A demo tape that duncan had made while at Brown found its way into music industry circles, and "I drove cross-country to L.A. after graduation, and by Christmas, I had this quote unquote hundred thousand dollar record deal. I was like, 'Life is great!' But it ended up not really being the right label for me, and I proceeded to spend the next two years in the worst limbo: okay, what's going on? What are we doing?
It was pretty miserable, but the good part was that during that time I wrote like mad - we had 25 songs to choose from by the time we were ready to make this record." duncan was eventually freed from that original deal, and he was quickly signed by Atlantic.
The songs on "duncan sheik" deftly fuse memorable melodies with musical complexity in a way that is revealingly reflective of their author. Ask duncan about the songs' unusual structures and tunings, he can go on all day about chord voicings and harmonic movement. But ask him what's going on emotionally in the lyrics, and this engaging, intelligent, articulate man gets uncharacteristically vague. "'The End Of Outside' is about the more spiritual side of things, achieving an ideal and what it takes to get there. And 'She Runs Away' and 'Little Hands' have more to do with romantic... whatever..." he trails off with a grin.

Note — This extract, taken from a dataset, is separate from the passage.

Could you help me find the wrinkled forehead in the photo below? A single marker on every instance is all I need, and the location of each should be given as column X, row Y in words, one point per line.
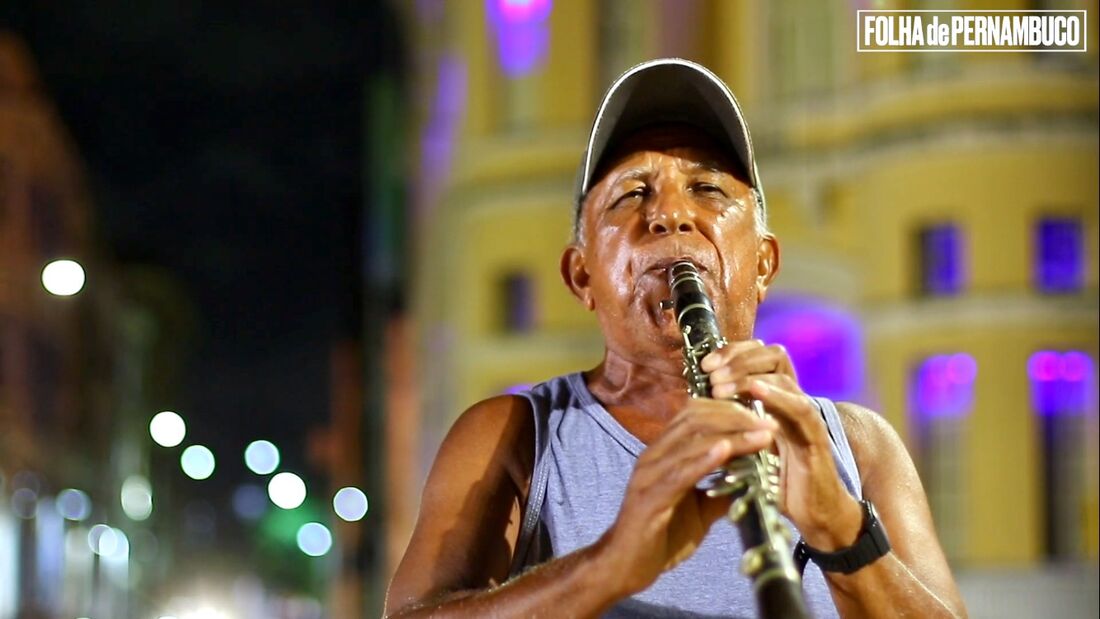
column 688, row 141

"I wish I had something more fascinating to say about the words, but the songs are really interior monologues. I just write what moves me. I think the lyrics are pretty literal - most of the inspiration and the stories are right there, and hopefully they're open enough for people to have their own interpretations. But, having said that,'November' is about coming to grips with a relationship from my past. And when I sing it now, I realize that I was writing about something deeper and darker and probably subconscious - it's like some tragedy that happened to me in another life," he laughs. "Now, if there are demons like that lurking in all the other songs - I don't know. Yet. Ask me in a year."